Don’t look for a 5G iPhone until at least 2020, according to a Bloomberg report, quoting unnamed “people familiar with [Apple’s] plans.”
The tech giant previously bet (correctly) that the new networks and the first versions of rival smartphones would come with problems such as spotty coverage, making consumers less compelled to immediately make the jump. However, 5G boosters now argue the switch is a much bigger speed upgrade, making Apple’s decision to wait riskier, notes Bloomberg.
Still, it’s just a matter of time before Apple fully embraces 5G and, in fact, has filed for patents regarding the technology. Two of them involve devices with millimeter wave yagi antennas for 5G networks.

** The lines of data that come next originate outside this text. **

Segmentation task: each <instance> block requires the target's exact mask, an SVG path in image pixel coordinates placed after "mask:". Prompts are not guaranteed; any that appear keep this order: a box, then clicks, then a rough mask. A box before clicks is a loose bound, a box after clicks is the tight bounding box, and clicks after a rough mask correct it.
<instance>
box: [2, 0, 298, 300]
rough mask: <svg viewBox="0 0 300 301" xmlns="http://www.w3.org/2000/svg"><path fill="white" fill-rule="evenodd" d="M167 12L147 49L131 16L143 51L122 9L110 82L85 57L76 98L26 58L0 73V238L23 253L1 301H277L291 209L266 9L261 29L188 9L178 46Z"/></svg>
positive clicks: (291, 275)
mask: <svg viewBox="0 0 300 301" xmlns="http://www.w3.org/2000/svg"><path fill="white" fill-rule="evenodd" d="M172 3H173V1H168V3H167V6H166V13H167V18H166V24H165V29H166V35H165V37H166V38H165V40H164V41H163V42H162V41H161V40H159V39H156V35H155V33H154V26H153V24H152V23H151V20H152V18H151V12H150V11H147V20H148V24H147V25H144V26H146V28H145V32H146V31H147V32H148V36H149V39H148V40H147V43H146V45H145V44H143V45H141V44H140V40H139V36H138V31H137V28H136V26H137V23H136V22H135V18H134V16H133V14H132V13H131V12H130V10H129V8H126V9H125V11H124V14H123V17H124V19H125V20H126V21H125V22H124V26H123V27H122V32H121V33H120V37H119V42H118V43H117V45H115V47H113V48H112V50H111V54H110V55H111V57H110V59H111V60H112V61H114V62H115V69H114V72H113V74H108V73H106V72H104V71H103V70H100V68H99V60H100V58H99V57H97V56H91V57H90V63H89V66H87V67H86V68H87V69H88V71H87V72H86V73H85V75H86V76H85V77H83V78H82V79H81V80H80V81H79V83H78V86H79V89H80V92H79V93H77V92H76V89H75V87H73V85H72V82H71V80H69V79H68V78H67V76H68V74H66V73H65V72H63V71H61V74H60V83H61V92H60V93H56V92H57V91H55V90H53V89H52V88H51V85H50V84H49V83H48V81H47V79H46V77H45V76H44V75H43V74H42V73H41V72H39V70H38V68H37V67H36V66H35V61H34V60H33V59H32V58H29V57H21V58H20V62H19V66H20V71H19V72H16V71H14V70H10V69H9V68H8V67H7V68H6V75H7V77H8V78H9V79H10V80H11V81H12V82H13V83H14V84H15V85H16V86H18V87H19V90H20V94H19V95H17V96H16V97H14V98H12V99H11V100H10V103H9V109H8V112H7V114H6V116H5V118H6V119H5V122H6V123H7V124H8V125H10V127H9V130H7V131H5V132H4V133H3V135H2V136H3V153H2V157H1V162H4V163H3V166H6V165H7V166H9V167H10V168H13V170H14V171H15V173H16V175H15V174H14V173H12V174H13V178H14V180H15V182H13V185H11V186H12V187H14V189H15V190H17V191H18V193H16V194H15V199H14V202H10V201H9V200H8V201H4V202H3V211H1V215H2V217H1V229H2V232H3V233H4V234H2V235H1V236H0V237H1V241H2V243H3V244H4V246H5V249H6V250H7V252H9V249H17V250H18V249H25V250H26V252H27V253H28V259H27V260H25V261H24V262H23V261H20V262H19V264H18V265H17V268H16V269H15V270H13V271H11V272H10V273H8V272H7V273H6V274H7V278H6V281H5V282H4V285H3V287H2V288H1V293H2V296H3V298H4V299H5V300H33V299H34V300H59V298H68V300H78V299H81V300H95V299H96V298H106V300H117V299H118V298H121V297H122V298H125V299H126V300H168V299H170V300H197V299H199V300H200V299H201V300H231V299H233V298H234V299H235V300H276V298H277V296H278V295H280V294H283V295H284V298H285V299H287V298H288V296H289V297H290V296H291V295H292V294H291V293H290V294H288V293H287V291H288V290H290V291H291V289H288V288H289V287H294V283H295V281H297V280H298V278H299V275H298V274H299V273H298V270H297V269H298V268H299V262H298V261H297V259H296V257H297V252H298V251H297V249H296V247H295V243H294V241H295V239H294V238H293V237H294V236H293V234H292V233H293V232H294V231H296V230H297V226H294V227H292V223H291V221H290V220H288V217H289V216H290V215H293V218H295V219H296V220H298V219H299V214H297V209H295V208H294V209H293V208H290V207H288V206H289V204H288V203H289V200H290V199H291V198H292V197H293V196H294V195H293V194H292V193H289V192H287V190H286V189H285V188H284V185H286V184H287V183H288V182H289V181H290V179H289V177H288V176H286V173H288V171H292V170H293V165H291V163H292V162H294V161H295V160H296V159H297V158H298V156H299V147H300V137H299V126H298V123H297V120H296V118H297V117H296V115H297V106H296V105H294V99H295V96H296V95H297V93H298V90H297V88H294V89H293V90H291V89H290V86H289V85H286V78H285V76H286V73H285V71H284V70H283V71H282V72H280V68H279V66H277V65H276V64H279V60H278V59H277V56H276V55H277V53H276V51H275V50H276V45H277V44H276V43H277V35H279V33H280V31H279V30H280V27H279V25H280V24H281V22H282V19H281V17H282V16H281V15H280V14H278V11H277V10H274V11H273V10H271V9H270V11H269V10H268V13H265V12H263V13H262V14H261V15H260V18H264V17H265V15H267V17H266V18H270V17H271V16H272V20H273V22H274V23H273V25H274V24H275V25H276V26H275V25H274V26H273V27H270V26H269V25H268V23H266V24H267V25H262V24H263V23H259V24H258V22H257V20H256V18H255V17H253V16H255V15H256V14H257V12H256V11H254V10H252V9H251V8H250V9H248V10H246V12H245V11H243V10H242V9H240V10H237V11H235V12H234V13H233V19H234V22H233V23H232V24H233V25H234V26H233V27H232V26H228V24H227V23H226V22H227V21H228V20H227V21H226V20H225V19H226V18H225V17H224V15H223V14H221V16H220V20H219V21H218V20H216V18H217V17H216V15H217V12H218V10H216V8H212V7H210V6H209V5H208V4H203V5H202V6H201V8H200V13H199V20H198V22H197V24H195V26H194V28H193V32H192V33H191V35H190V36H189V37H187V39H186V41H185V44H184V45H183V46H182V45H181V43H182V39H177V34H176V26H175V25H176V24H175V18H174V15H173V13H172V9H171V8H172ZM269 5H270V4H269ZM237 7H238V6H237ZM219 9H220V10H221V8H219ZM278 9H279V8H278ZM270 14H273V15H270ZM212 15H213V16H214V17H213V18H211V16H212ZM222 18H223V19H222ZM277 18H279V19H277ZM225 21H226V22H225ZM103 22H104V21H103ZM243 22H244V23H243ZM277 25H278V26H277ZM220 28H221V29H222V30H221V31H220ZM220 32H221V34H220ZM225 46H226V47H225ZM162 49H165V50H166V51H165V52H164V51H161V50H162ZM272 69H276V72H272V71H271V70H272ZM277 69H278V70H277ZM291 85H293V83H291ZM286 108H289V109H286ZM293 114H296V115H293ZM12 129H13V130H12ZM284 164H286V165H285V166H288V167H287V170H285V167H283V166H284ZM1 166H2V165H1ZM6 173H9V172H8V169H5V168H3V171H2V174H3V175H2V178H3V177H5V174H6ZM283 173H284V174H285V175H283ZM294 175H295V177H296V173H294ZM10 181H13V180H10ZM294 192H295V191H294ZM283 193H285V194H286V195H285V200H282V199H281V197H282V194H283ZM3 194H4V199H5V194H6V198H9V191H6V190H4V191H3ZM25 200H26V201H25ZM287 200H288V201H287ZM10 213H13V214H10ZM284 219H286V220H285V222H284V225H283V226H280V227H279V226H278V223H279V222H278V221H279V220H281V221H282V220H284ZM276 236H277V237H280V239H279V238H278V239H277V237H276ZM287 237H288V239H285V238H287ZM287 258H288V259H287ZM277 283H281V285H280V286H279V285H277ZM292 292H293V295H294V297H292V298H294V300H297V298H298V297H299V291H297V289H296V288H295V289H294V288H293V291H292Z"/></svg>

And in May 2017 Business Insider reported that the company was testing a next-generation wireless technology dubbed “millimeter wave” that could potentially radically increase the speed and bandwidth of a cellular connection. Millimeter wave, which is also known as extremely high frequency (EHF) or very high frequency (VHF) by the International Telecommunications Union (ITU), can be used for high-speed wireless broadband communications.
Millimeter wave is an undeveloped band of spectrum that can be used in a broad range of products and services like high speed, point-to-point wireless local area networks (WLANs) and broadband access. In telecommunications, millimeter wave is used for a variety of services on mobile and wireless networks, as it allows for higher data rates up to 10 Gbps.